Dive Brief:
- The Port of Long Beach saw its May container volume slide 19.5% compared to last year. The Northwest Seaport Alliance's container volume was down 5.7%.
- The Port of Los Angeles and Port of Oakland saw gains in year-over-year volume at 5.5% and 4.2%, respectively. Combined May volumes at the Los Angeles, Long Beach, Northwest Sea Alliance and Port of sank 5.3%.
- Shipping rates between China and East Asia are 11.6% higher than they were this time a year ago, according to Freightos data.
Dive Insight:
Tariffs have led shippers to stock up on their inventory over the last few months. With warehouses now full of goods, ocean carriers are seeing a decline in demand, Long Beach Executive Director Mario Cordero said in a press release. In turn, lower ocean freight demand led to slumping overall volumes at West Coast ports.
Overall, the container volume at the nation's ports is estimated to have been up 3% in May, according to the NRF Global Port Tracker. NRF expects retailers will continue to import and stockpile goods to avoid the potential price increases that can follow tariffs.
"Retailers will continue to do everything they possibly can to mitigate the impact of tariffs on consumers, but if we see further escalation in the trade war, it will be much more difficult to avoid higher price tags on a wide range of products," NRF Vice President for Supply Chain and Customs Policy Jonathan Gold said in a statement.
Freightos CMO Eyta Buchman called the tariffs a "looming shadow" over the otherwise stable ocean shipping rates.
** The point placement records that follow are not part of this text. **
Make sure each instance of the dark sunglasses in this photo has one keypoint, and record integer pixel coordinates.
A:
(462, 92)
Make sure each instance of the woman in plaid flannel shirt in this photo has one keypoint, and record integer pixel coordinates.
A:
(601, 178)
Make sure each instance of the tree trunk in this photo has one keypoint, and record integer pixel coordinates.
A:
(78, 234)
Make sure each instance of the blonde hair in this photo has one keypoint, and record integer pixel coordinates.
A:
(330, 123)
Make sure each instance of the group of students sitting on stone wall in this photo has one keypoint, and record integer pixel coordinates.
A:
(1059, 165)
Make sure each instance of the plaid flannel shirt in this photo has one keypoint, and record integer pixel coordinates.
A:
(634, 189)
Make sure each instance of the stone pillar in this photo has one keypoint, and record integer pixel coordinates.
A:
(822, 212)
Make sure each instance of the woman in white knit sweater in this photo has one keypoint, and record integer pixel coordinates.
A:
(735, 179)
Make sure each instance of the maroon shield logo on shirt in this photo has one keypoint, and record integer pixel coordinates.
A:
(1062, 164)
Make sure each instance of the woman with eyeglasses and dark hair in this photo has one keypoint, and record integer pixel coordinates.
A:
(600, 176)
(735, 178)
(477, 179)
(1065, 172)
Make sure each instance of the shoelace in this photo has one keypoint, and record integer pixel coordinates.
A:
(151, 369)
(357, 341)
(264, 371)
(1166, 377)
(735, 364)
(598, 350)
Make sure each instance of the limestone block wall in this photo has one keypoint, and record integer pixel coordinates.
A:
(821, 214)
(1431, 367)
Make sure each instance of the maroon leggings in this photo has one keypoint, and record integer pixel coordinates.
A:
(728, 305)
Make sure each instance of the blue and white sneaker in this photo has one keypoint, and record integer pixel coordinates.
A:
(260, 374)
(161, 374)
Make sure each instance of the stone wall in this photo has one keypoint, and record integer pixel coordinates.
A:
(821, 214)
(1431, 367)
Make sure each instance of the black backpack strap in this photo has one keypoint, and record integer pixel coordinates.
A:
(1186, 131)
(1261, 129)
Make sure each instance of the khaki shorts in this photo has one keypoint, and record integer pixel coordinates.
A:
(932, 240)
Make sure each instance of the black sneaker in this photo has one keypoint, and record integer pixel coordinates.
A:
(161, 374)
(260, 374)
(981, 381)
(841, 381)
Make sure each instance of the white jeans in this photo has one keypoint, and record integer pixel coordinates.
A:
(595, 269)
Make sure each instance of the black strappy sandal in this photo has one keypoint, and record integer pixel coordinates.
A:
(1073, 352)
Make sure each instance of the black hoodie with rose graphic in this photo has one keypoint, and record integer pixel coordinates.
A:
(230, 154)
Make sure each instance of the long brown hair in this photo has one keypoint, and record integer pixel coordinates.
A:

"Leading into seven days of public tariffs discussions, US Secretary of Commerce Wilbur Ross said the administration would be 'perfectly happy' to apply tariffs on remaining untaxed Chinese imports," Buchman said in a press release emailed to Supply Chain Dive. "Given that this represents 50% of the value of all Chinese imports, importers are likely less than perfectly happy."